To focus on disabled persons, Medicare service use patterns of the samples of disabled Medicare beneficiaries in the 1982 and 1984 National Long Term Care Surveys (NLTCS) were analyzed. With Medicare Part A bills for the NLTCS samples of approximately 6,000 persons in 1982 and 1984, this study compared utilization patterns in one-year periods pre-PPS (1982-83) and post-PPS (1984-85). Service use measures that were analyzed were hospital admissions, Medicare hospital length of stay (LOS), SNF and HHA use. In this study, hospital readmission and mortality were viewed as indicators of quality of care. A multivariate clustering methodology was employed to identify relatively homogeneous subgroups of disabled Medicare beneficiaries so that utilization changes could be compared for medically and functionally similar cases as well as for the total disabled population.


Hospital LOS. The study found that expected reductions in lengths of hospital stays occurred under PPS, although this reduction was not uniform for all admissions and appeared to be concentrated in subgroups of the disabled population. For example, while persons who were "mildly disabled" experienced reductions in LOS (10.8 days to 8.2 days), persons who had "heart and lung" problems experienced virtually no changes in hospital LOS (10.5 days to 10.6 days).

Post Acute SNF Use. The study found virtually no changes in Medicare SNF use after PPS was implemented. In fact, a slight decline in hospital episodes resulting in SNF admissions (5.2% to 4.7%) was observed.
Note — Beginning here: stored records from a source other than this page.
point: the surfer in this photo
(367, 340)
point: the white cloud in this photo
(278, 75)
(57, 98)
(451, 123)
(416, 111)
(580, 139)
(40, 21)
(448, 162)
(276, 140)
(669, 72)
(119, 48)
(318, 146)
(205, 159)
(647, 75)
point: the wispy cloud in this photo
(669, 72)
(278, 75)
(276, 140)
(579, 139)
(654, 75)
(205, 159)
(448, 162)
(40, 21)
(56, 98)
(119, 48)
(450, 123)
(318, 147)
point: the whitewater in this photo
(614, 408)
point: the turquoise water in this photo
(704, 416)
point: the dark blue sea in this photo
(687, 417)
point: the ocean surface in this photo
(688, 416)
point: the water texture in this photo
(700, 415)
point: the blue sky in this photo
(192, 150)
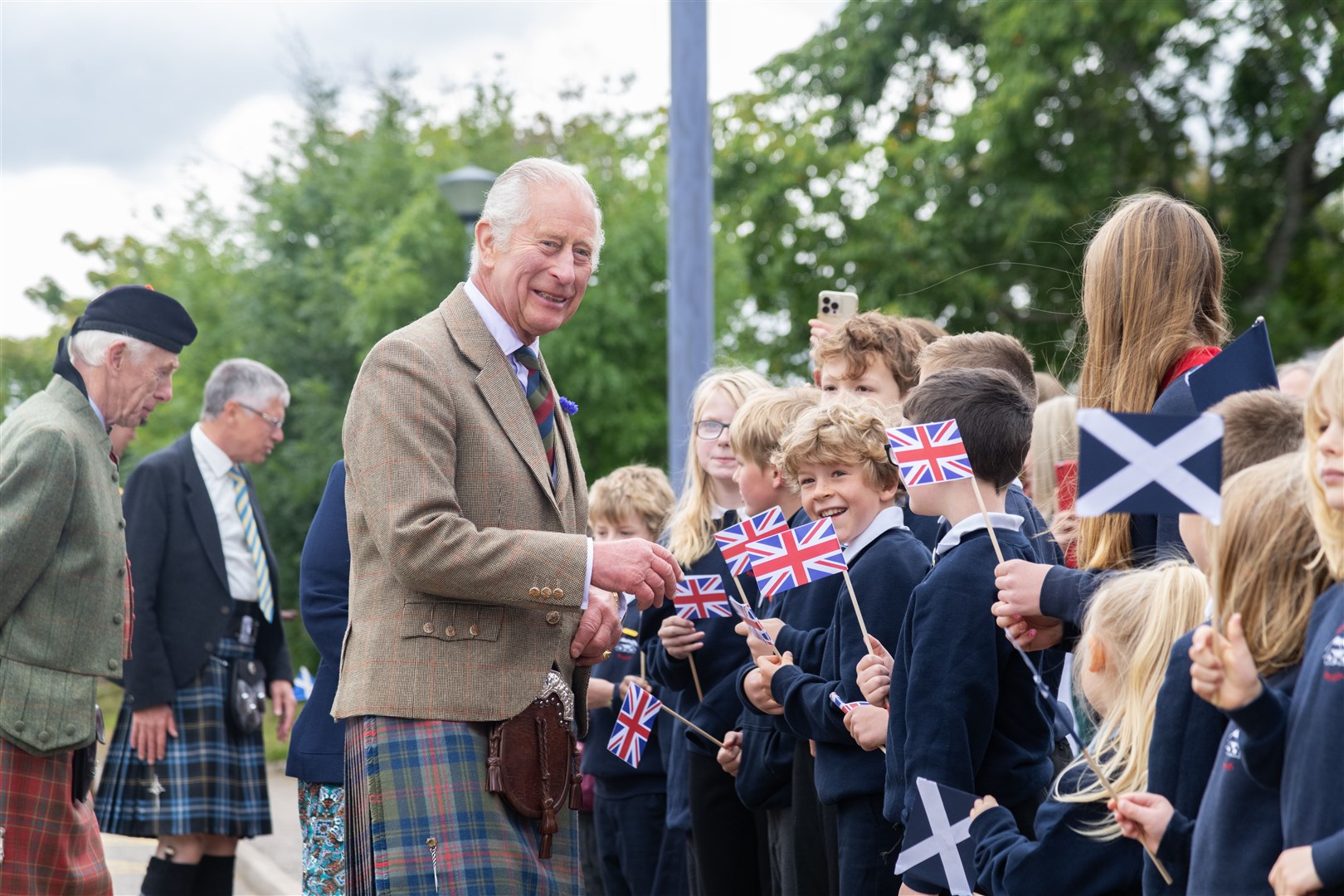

Post Acute HHA Use. Different from PPS effects on SNF use, the study found an increase in hospital episodes resulting in the use of HHA services (12.6% to 15.6%). In addition, HHA use without prior hospital stay increased from 13.6% to 21.5%.

Outcomes. In terms of outcomes of hospital use related to quality of care, no difference in overall readmissions or mortality pre- and post-PPS were found. For example, the proportions of hospital episodes resulting in readmission within the one-year observation periods were 39.3% pre-PPS and 38.4% post-PPS. Proportions of episodes resulting in death in the observations periods were 12.1 % pre-PPS and 12.5% post-PPS. In a further analysis of these measures, the hospital cases were stratified by whether they were followed by post-acute SNF or HHA use. Post-acute use of SNF or HHA did not influence either hospital readmission or mortality rates. Analysis of subgroups of the disabled population also showed few differences in pre-post PPS hospital readmissions and mortality.

Limitations and Conclusions

This study on the effects of hospital PPS on Medicare beneficiaries has certain limitations. The available data precluded analyses of other service episodes such as traditional nursing home stays. At the time the study was conducted, data were not available to measure use of Medicare Part B services. Detailed service-specific, casemix information (e.g., DRGs) was unavailable for comparison in pre- and post-PPS observation periods. Finally, the analysis was not specifically designed to evaluate the effects of PPS on the need for or use of "aftercare" in the community.

In conclusion, this study of the effects of hospital PPS on the functionally impaired subgroup of Medicare beneficiaries indicated no system-wide adverse outcomes. Further research on the community services, nursing home use and other types of care would be necessary to develop a complete picture of the effects of PPS on disabled Medicare beneficiaries.